Quando a maioria dos alunos já havia vivenciado o golpe o-soto-gari na aula, a

professora perguntou aos alunos se “mais alguém gostaria de fazer”. Foi uma

provocação para obter qualquer tipo de manifestação de algumas meninas que não participaram ativamente da aula: Santana, Julia, Elisabete e Liliana. No entanto, nenhuma delas se pronunciou.

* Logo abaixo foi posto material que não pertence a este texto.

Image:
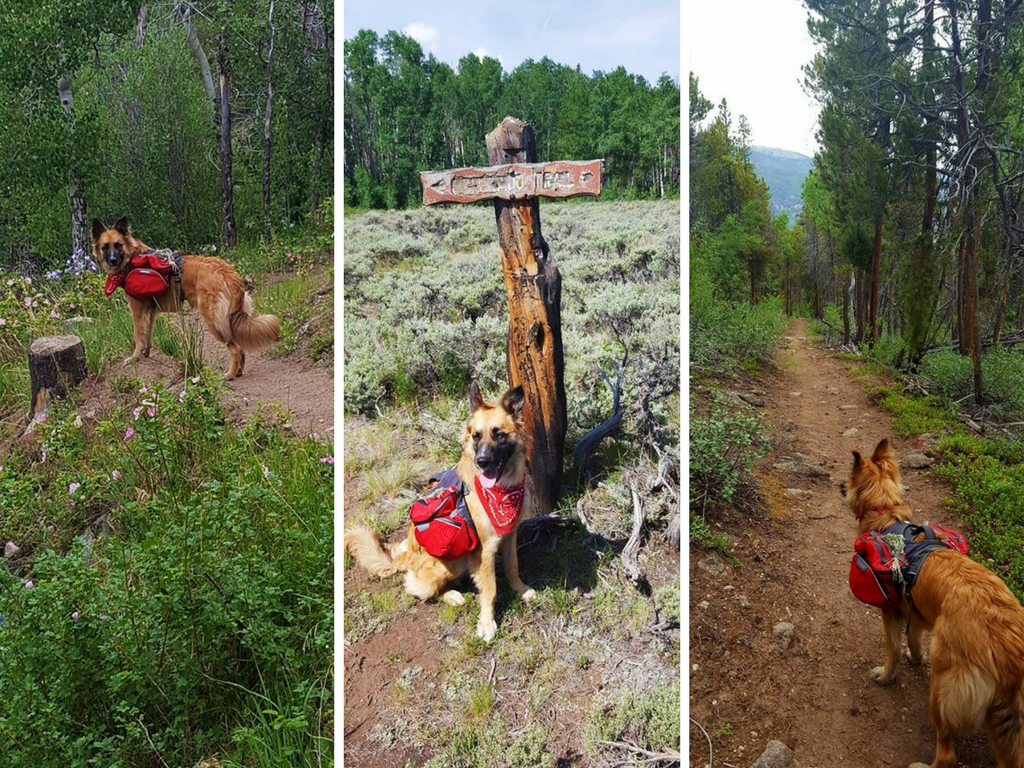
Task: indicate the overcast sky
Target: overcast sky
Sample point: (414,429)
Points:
(641,36)
(751,52)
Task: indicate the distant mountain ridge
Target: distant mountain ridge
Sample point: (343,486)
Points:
(784,172)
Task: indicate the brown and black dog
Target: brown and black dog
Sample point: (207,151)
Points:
(977,625)
(495,446)
(210,285)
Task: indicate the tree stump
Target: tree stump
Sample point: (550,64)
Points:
(56,365)
(532,286)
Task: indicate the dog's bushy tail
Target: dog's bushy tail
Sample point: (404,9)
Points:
(253,332)
(365,546)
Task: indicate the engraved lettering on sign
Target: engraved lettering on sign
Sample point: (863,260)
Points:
(514,181)
(558,180)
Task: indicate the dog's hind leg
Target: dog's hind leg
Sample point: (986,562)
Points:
(892,623)
(238,360)
(511,559)
(138,328)
(945,755)
(913,637)
(1005,726)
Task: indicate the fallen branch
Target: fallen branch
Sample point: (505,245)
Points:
(585,448)
(672,758)
(632,548)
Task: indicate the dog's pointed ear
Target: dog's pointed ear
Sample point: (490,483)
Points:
(883,451)
(475,400)
(513,400)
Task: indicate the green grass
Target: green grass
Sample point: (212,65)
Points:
(208,610)
(645,719)
(220,534)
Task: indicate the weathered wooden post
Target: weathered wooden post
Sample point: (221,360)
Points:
(532,283)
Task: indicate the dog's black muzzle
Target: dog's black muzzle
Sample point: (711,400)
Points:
(491,460)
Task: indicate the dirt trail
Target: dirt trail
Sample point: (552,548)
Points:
(301,387)
(816,696)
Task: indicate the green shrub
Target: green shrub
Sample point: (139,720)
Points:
(647,719)
(213,591)
(950,372)
(725,443)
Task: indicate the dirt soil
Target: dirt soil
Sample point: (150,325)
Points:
(304,389)
(378,665)
(792,564)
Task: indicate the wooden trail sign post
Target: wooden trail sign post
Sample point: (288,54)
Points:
(532,284)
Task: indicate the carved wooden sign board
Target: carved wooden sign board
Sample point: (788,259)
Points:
(532,284)
(561,178)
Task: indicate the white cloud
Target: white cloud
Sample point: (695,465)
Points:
(424,34)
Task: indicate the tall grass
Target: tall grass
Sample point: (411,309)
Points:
(213,593)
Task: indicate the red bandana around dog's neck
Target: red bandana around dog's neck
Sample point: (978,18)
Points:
(502,505)
(113,284)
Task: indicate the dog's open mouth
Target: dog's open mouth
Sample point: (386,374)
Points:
(489,476)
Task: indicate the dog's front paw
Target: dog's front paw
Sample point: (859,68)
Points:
(485,629)
(879,676)
(453,597)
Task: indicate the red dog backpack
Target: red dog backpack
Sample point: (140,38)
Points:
(150,276)
(877,571)
(441,520)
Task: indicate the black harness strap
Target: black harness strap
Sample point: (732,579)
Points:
(450,478)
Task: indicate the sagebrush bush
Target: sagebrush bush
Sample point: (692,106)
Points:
(724,333)
(213,590)
(726,441)
(425,323)
(1001,374)
(950,372)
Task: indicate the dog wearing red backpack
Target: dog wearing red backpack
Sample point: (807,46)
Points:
(442,544)
(210,285)
(977,624)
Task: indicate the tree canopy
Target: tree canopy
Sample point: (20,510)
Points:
(407,112)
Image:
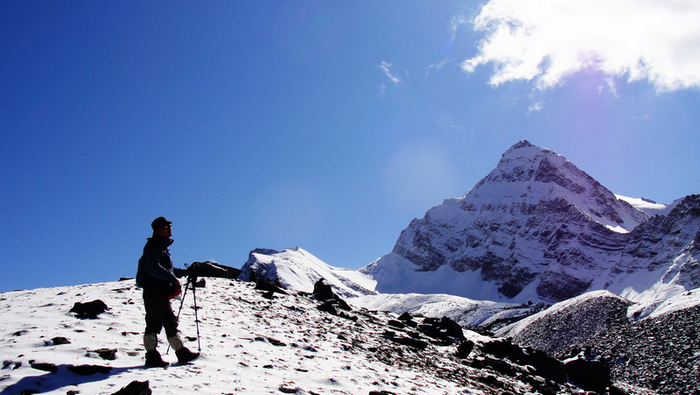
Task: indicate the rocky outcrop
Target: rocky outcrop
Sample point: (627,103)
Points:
(539,228)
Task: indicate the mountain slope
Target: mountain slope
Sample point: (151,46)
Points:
(250,345)
(298,269)
(537,228)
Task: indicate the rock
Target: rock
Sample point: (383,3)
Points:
(46,367)
(107,353)
(135,388)
(323,291)
(89,310)
(57,341)
(88,370)
(265,285)
(590,375)
(465,348)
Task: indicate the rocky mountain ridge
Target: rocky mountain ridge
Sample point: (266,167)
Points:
(537,228)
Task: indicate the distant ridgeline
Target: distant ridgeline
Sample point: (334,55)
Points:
(537,228)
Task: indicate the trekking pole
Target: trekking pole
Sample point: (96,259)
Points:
(196,318)
(182,301)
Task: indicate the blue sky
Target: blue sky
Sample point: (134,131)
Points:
(318,124)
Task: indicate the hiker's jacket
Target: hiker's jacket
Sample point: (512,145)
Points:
(155,265)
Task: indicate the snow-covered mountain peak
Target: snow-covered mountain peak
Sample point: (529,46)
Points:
(298,270)
(527,174)
(536,228)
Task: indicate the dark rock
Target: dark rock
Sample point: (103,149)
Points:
(405,317)
(451,328)
(265,285)
(590,375)
(545,365)
(465,348)
(107,353)
(46,367)
(396,324)
(89,310)
(88,370)
(411,342)
(135,388)
(57,341)
(323,291)
(332,306)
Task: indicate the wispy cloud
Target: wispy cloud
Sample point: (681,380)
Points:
(546,41)
(386,69)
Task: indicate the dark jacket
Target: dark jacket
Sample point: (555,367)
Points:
(155,265)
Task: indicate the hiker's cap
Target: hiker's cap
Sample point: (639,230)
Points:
(160,222)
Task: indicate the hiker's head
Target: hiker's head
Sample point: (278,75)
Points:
(162,227)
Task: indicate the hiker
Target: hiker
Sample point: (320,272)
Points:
(158,279)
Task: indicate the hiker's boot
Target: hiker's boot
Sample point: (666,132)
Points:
(183,354)
(154,360)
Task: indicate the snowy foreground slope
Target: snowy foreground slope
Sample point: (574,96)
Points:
(646,343)
(250,345)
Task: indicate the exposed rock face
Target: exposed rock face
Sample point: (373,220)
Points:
(539,228)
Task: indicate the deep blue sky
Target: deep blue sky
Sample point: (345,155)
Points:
(318,124)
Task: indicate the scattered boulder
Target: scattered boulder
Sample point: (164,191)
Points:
(265,285)
(406,341)
(89,310)
(322,291)
(46,367)
(88,370)
(544,365)
(445,330)
(589,374)
(212,269)
(57,341)
(109,354)
(332,306)
(465,348)
(135,388)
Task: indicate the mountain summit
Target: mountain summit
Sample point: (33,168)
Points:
(537,228)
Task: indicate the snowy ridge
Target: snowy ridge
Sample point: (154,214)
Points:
(250,345)
(539,229)
(298,269)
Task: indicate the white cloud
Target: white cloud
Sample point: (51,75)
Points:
(418,177)
(548,40)
(386,69)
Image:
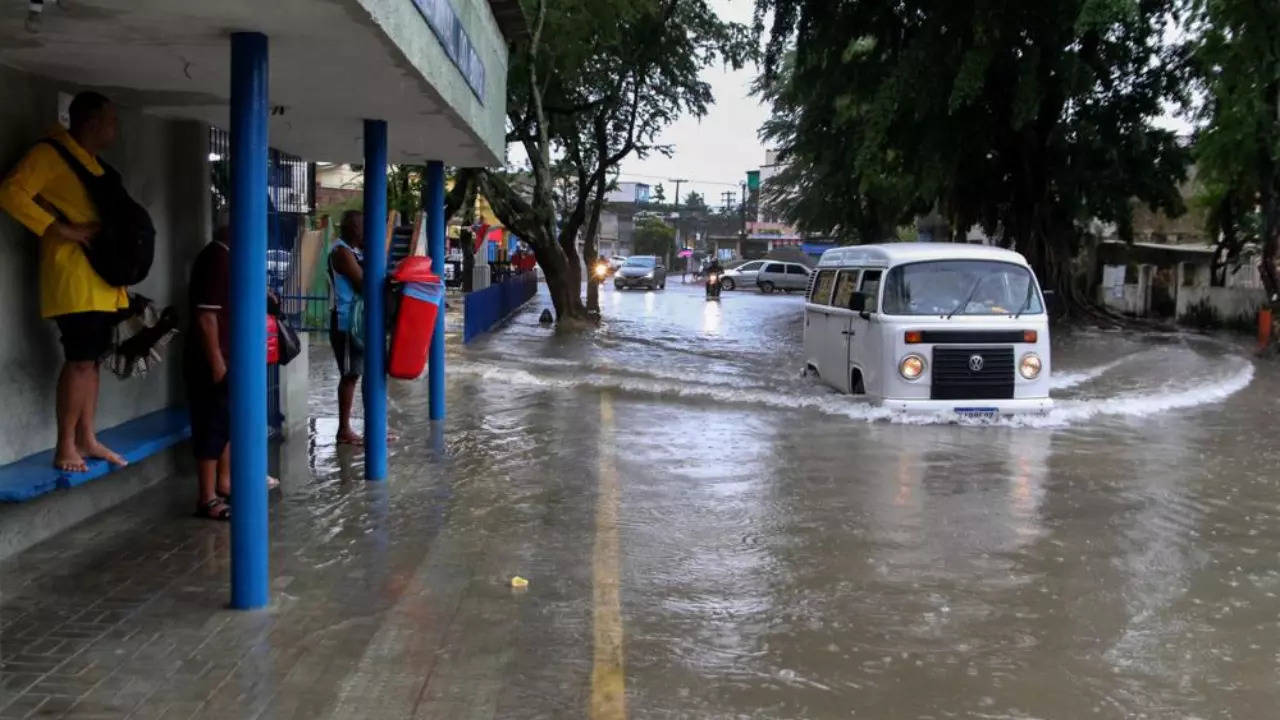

Para finalizar a aula, a professora realizou a chamada, assim como registrou o nome das alunas que não participaram. Novamente, conforme ocorreu na aula anterior, durante a chamada de presença, alguns alunos ainda brincavam de luta nas placas de EVA no fundo da sala, entre eles, Bruce Lee.

Apesar da professora ter trazido um golpe do Judô para a aula, os alunos só tiveram uma única vivência, o que possivelmente foi insuficiente para a apreciação e aprendizagem do movimento. Um dos possíveis indicativos desta insuficiência foi expresso com os alunos lutando no fundo da sala no mesmo momento da atividade principal. Talvez, seria o caso de ter feito a atividade com várias duplas simultâneas, o que, por consequência, diminuiria o tempo de espera dos alunos e possibilitaria mais e novas experiências de movimento. Parece-me que a professora ficou presa ao espaço físico e o material disponível, no caso, o dojo (tatame). Além disso, também podemos levantar a hipótese de insegurança do professor em trabalhar este elemento da cultura de movimento. Por não deter suficientes conhecimentos específicos e pedagógicos sobre o conteúdo de lutas, a professora procurou reduzir as variáveis de imprevisibilidade para garantir atenção a todos. O que se quer dizer é que talvez, com receio de alguém machucar ou de perder a confiança dos alunos, a professora delimitou um espaço e uma quantidade pequena de alunos, dois por vez, para que se pudesse ter maior controle das situações.